とにかく前へ前へ。次の回廊を目指して先を急いだんだ。



 「ライトニング(雷鳴)!」


ビリビリビリビリビリーーーッ!


 それでも2体3体と複数で現れるサイクロプスや固まっているガタロには雷魔法をお見舞いした。セーラも障壁を発現させたし、マリー先輩も風魔法を駆使して闘った。ブーリ隊ではリズ先輩もそうだったんだろう。俺も残存魔力を気にせずにぶっ放せたらこんなに時間がかかることはないんだろうけどな。仕方ないよ。



 「えーアレクまたガタロなのー?」

 「サイクロプスも気持ち悪いよね‥」


 俺がサイクロプスやガタロの魔石を解体していると、相変わらずみんなはキモいと近寄らない。
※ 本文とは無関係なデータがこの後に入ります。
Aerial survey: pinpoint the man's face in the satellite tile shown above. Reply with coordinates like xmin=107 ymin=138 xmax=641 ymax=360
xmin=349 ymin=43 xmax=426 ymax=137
 「アレク、ここの魔石から出る水を飲むのはあまり賛成しないぞ」

 「ああキム先輩、もちろんですよ。ここの魔石は分けて予備用に別に持っていきますから」

 「わかってりゃいいんだ」

 「はい。もしものとき用です」


 ガタロの魔石からは50Lほどの水を発生させることができる。サイクロプスの魔石からはお風呂どころかプール半分くらいの水を大量に発生することができるんだ。死の海の魔物だから飲水にするには気持ち悪いけど、使い道はあると思うんだよね。



 ブシュッ!

 ギャーーーーー!


 ブシュッ!

 ギャーーーーー!


 俺もマリー先輩も、サイクロプスはできるだけ魔法を使わずに弓矢で目を射った。

 ガタロは常に10体以上で襲ってきた。


 グワッグワッグワッグワッグワッ‥


 ザンッ!ザンッ!

 ザンッ!ザンッ!

 グギャーッ グギャーッ

 グギャーッ グギャーッ


 陸からはコボルトがこれも10体以上で襲ってきた。


 ダッダッダッダッダッダッダッダッダッ‥


 ザンッ!ザンッ!

 ザンッ!ザンッ!

 ギャーーッ ギャーーッ

 ギャーーッ ギャーーッ


 サイクロプスに付き従うガタロやコボルトはキム先輩やシャンク先輩と3人でクナイや剣、鉄爪の物理的武力で倒していった。

 ブーリ隊も同じような動きだ。




 「やっと着いたね!」

 「ああ」


 43階層を抜けるまでに要した日にちは5日間。

 野営陣地は再び堅固な野営食堂バージョンに仕様を変更した。夜間サイクロプスは襲ってくることはなかったけどガタロやコボルトは時間に関係なく襲ってきた。

 朝は2重に掘った堀を埋めてから出発するんだけど、堀に入っているガタロやコボルトの数の多さに辟易とした。

 昼間は極力魔法の発現は控えた。それでも体感では通常時の7〜80%の魔力量の気がする。




 「アレク君堅いパンはあんまり美味しくないね」

 「あはは」

 「ですです。教会で食べるパンよりずっと美味しいはずなんだけどやっぱり不味いです‥」

 「アレク君おにぎりは食べられないの?」

 「お米も2日に1回ですかね。今のペースでいったら食べ尽くすのも時間の問題ですからね」


 死の海産のガタロの魔石は飲料水には心配だったからシャワー室用にした。飲料水用の魔石はまだ余裕があるけどそれがいつまで続くのか不安は尽きない。

 ビリー先輩にも聞いだけど、俺と同じ考えだった。


 「そうだね。食糧は節約をさらに徹底しよう」

 「ですね‥‥」


 みんなで過ごす野営食堂。みんな楽しみだった食事にも暗い影は落としていった。